The convertible notes carry a maturity date of 30 September 2026 and accrue interest at 14% per annum until maturity, increasing to 18% thereafter or upon default. They are secured by a first priority security interest over all of Enlitic’s tangible and intangible assets, providing investors with a strong claim on company property.
Conversion and Redemption Terms
Investors can convert the notes into CHESS Depositary Interests (CDIs) representing shares in Enlitic at an initial conversion price of A$0.025 per note. After maturity, conversion prices adjust to a 25% discount to the 10-day volume weighted average price, offering potential upside to noteholders. The company also retains the right to redeem the notes at any time, while noteholders may redeem after maturity under specified conditions.
Strategic Implications
CEO Michael Sistenich emphasised that the capital raise reflects investor confidence and will enable Enlitic to continue executing its growth strategy. The funds are earmarked to accelerate OEM partnerships, customer deployments, and ongoing development of its AI platform, which aims to streamline radiology workflows and improve healthcare outcomes globally.

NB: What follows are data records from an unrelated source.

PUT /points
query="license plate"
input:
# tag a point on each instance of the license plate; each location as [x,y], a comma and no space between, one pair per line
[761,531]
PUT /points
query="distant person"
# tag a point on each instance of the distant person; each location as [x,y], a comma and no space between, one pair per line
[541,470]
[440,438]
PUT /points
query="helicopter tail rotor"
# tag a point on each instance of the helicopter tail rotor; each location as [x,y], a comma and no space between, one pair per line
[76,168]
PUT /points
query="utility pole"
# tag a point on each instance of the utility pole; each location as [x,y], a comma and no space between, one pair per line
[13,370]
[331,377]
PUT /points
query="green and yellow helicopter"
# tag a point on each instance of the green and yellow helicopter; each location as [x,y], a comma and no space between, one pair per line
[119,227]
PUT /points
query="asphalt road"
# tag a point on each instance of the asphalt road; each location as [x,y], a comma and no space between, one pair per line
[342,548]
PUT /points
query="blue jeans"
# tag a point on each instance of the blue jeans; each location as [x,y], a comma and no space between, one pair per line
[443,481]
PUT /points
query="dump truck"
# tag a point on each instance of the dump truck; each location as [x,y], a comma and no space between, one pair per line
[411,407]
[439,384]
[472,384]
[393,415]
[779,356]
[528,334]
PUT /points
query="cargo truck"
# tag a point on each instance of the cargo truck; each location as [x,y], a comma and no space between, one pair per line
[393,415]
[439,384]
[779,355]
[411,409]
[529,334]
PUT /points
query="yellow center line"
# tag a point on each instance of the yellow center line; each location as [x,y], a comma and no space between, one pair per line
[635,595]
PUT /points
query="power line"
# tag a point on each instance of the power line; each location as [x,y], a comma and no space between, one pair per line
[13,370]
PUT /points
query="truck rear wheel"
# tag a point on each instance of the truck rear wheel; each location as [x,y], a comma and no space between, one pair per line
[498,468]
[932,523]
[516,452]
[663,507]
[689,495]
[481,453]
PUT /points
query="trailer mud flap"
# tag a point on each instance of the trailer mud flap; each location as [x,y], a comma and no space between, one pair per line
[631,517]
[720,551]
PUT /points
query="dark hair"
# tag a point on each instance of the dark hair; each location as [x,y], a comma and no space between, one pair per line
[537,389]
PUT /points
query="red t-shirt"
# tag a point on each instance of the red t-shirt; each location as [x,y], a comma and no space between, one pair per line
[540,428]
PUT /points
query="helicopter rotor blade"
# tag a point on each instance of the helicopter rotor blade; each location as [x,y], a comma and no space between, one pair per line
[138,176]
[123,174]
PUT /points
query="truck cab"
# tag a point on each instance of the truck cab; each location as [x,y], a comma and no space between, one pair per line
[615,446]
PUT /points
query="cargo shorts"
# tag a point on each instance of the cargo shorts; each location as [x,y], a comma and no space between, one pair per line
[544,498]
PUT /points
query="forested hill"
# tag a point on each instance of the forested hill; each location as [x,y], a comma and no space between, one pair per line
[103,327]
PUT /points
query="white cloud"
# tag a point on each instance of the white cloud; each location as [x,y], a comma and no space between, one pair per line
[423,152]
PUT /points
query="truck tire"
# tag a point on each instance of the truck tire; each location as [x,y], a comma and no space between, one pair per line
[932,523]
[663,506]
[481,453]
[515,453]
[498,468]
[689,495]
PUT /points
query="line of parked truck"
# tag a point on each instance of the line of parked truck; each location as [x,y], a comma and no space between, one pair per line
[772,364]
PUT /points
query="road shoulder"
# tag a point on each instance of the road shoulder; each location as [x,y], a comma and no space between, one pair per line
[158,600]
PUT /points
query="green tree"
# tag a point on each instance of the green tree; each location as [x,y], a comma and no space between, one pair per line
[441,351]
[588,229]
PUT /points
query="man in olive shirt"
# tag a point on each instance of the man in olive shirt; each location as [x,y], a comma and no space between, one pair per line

However, the company has signalled that the timeline to achieve cash flow breakeven will extend beyond prior expectations. This delay is attributed to the natural cadence of customer onboarding and contract scaling rather than any fundamental shift in market demand or strategic direction.
Looking Ahead
With this capital injection, Enlitic aims to maintain operational momentum and financial flexibility through to breakeven, while preserving the ability to invest in strategic growth opportunities. The success of the second tranche depends on shareholder approval, which will be a key event to watch in the coming months.
Bottom Line?
Enlitic’s convertible note raise extends its runway but delays breakeven, underscoring the challenges of scaling AI healthcare solutions.
Questions in the middle?
- Will shareholders approve the second tranche and under what terms?
- How will market conditions affect the conversion and redemption decisions of noteholders?
- What milestones must Enlitic achieve to accelerate its path to cash flow breakeven?